NVIDIA / gvdb-voxels

Sparse volume compute and rendering on NVIDIA GPUs

Geek Repo:Geek Repo

Github PK Tool:Github PK Tool

UCHAR channel needs a 0.5 offset to read correctly

gp42 opened this issue · comments

It seems I cannot understand hot to use UCHAR channels correctly, because i am not able to read the values which i am writing.

Here is an example:

  1. I create a channel using gvdb.AddChannel(0, T_UCHAR, 1)
  2. First kernel rewrites every existing voxel with a new UCHAR value
  3. Second kernel prints out values

Result: I receive incorrect values

However if i read values with a 0.5 offset (which is to my understanding only applicable to FLOAT channel), i get the correct values. See kernel examples below, please help me to understand this.

This happens only if i write values using surf3Dwrite, reading after SolidVoxelize seems to work fine.

This also affects svox reading.

extern "C" __global__ void writeVox (VDBInfo* gvdb, int3 res, uchar chan)
{
  GVDB_COPY_SMEM_UC

  uchar v = tex3D<uchar>( gvdb->volIn[chan], vox.x,vox.y,vox.z);
  if (v == 0) return;

  uchar val = 6;
  surf3Dwrite ( val, gvdb->volOut[chan],vox.x*sizeof(uchar), vox.y, vox.z);
}

extern "C" __global__ void readVox (VDBInfo* gvdb, int3 res, uchar chan)
{
  GVDB_COPY_SMEM_UC

  uchar v = tex3D<uchar>( gvdb->volIn[chan], vox.x, vox.y, vox.z);
  //uchar v = tex3D<uchar>( gvdb->volIn[chan], vox.x+0.5f, vox.y+0.5f, vox.z+0.5f);
  if (v == 0) return;

  printf("%dx%dx%d=%x\n", vox.x, vox.y, vox.z, v);
}

This somehow relates to this question: #29

When you create that channel, try setting the mode to F_POINT. It will disable the linear interpolation access method.
gvdb_.AddChannel(0, T_UCHAR, 1, F_POINT, F_CLAMP);

I've been a little annoyed by the convention in the library (assign using surf3Dwrite and access using tex3D<> with 0.5f offset), especially since there are inconsistencies (e.g. in some raytracing kernels tex3D is used without the offset). My current understanding is that the (implicit) assumption is that only float channels are supposed to be used in linear filtering texture mode and other channels are supposed to be used in point mode.

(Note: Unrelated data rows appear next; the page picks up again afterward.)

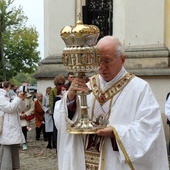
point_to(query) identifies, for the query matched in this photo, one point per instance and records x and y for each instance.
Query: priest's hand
(78, 84)
(106, 132)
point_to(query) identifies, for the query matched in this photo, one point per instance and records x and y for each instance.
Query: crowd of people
(18, 107)
(133, 136)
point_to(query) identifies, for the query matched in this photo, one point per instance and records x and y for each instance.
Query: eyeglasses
(105, 61)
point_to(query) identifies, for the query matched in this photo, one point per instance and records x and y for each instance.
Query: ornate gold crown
(80, 35)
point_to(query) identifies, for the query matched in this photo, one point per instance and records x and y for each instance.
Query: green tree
(23, 78)
(18, 43)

I haven't figured out a great solution yet, and have been meaning to file an issue and see what @neilbickford-nv thinks about it.

This works like a charm, thank you! 🎉
I wonder if we should reflect this in documentation somehow, it is a pdf though.

Yep, @icoderaven's answer is correct - textures are interpolated as if each voxel/texel's value is specified at the center of the voxel/texel, so when using a texture with linear interpolation you have to add an offset of half a voxel to avoid blending with other voxels. On the other hand, point sampling uses nearest-neighbor interpolation, so you don't have to add this offset (since then it only reads from one voxel, the closest one).

I would like to take a pass over the codebase at some point and make the semantics about when to specify integer-valued voxel indices vs. floating point-valued interpolated indices more explicit. I think the idea of using surf3Dwrite and surf3Dread for lookups without interpolation is also good, but I need to check to make sure there aren't performance implications in doing so (e.g. if they utilize the hardware differently).

It's also interesting that you seem to be getting interpolated values with T_UCHAR textures, since I think we should be creating that using CU_TRSF_READ_AS_INTEGER - I'll need to look into that a bit more.

Hi all - I've just pushed a commit (6606bde) that replaces integer and half-voxel-offset tex3D reads with surf2Dread calls, except in getTricubic in cuda_gvdb_raycast,cuh (as this function can sample values outside of the atlas, and while tex3D handles this without error, surf2Dread does not without further modification).

This seems to improve performance slightly, which is nice (probably as a result no longer requiring the texture unit to filter samples); on a version of gSprayDeposit modified to smooth the level set every frame, this changes the GPU time on my laptop in the simulate routine from a median of 31.944 ms to a median of 30.514 ms (about 4% faster).

It seems to work on all of the GVDB samples; please let me know if it breaks anything on your own projects!

Closing, since I think this should be fixed now and June's commit seems to have not created new issues. Thanks!